RdC / 54

Anche questo mese riesco a mettere insieme circa nove complimenti e un aneddoto. Non ne ho di più ed è anche colpa vostra. Credo fermamente che ci sia un insulto nascosto in tutti voi (in alcuni anche di più!), basta volerlo! Un po’ di coraggio, dai! Parto dall’aneddoto. Sto leggendo alla Costante I un racconto che ho scritto io e che dovrebbe essere terrorizzante. Mi giro un momento e lui cosa fa? DORME. Devo cambiar genere, lo vedo come un segno. L’altra possibilità sarebbe di svegliarlo, prendendolo a sprangate. Questo farebbe sicuramente paura. Se non altro, a lui.

Segue elenco:

  1. Sembri Capitan Harlock. [Non che sia brutto, eh? Il fatto è che ha una cicatrice sul viso, gli si vede poco meno di un terzo del volto per la pettinatura da Emo e ha il bavero della cappa che nasconde anche il collo. Dire che gli assomiglio è abbastanza difficile. Inoltre ha questo fenicottero nero da compagnia sulla spalla. O è un avvoltoio? Nel secondo caso, disponendo già della carogna (io), non potrei pensare ad animaletto (?!) più adatto. Me lo compro.]
  2. Sai da ragù. [Nel caso trovassi uno che sa – che ne so? – da tagliatelle all’uovo, dovrei andarci fuori per forza?]
  3. Tre persone: Costante I, amico comune (che chiameremo Duigi per mantenerne l’anonimato) ed io. Duigi: “Se ti travesti a Carnevale da Donna Copertina, io poi da cosa ti riconosco??“; la Costante I risponde prima di me: “Dalla CANAPPIA poi! [naso di dimensioni importanti, nel caso uno se lo chiedesse]”.
  4. Hai la proattività di un [qui non si è capito bene] LAMPONE [sto ferma finchè non mi colgono?] / LAPPONE [dovrei allevare renne?]
  5. Costante I: “Quando io sono via, tu vai dalla parrucchiera, vero?“, io: “Si’, beh, potrei.” e lui: “Cosi’ quando torno sei tutta BELLINA.

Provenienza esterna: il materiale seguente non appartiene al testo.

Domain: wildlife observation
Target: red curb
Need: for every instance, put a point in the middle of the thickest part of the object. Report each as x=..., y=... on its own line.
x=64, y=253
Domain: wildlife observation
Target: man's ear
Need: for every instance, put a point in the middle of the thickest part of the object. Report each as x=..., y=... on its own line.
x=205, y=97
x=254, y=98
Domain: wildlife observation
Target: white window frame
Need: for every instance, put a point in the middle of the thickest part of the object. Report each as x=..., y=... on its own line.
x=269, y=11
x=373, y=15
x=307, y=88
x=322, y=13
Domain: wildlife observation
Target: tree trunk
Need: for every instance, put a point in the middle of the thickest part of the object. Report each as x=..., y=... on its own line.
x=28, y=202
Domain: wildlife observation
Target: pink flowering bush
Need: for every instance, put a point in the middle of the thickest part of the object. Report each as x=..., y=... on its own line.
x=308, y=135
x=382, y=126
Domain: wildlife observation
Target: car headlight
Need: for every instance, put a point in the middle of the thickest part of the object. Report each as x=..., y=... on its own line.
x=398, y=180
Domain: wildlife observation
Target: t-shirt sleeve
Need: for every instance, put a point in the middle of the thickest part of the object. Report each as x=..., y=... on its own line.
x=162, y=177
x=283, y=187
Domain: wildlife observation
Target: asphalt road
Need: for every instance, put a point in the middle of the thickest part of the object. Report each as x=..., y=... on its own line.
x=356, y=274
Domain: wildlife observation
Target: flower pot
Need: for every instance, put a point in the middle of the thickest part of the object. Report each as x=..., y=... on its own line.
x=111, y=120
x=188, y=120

  6. Lui mi racconta: “Mi è capitato di vedere le Giapponesi girare senza intimo.“, io: “Ma dai! Ma è di un anti-igienico pazzesco!“, lui: “Si’, soprattutto per le donne! Ti immagini??“. Con un enorme sforzo di astrazione riesco a mettermi nei panni di una donna. Enorme proprio.
  7. Quando vedo delle mutande appese o in giro per strada, penso a TE.

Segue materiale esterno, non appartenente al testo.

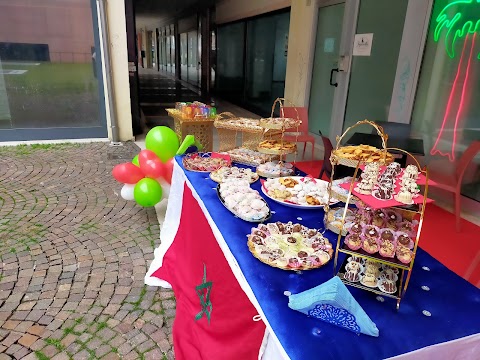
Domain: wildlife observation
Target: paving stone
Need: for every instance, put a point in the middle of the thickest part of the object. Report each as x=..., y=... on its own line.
x=82, y=355
x=112, y=356
x=27, y=340
x=88, y=261
x=61, y=356
x=36, y=330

  8. Con il Velociraptor ci vuole pazienza. (pausa) Un po’ come andare in giro con te.
  9. Lui: “Voi donne siete approssimative!“, io: “Io non sono approssimativa!!“, lui: “Si’, certo. Non fai un ca**o ed elimini il problema!“. Se vuoi discutere delle mie strategie, è un altro discorso.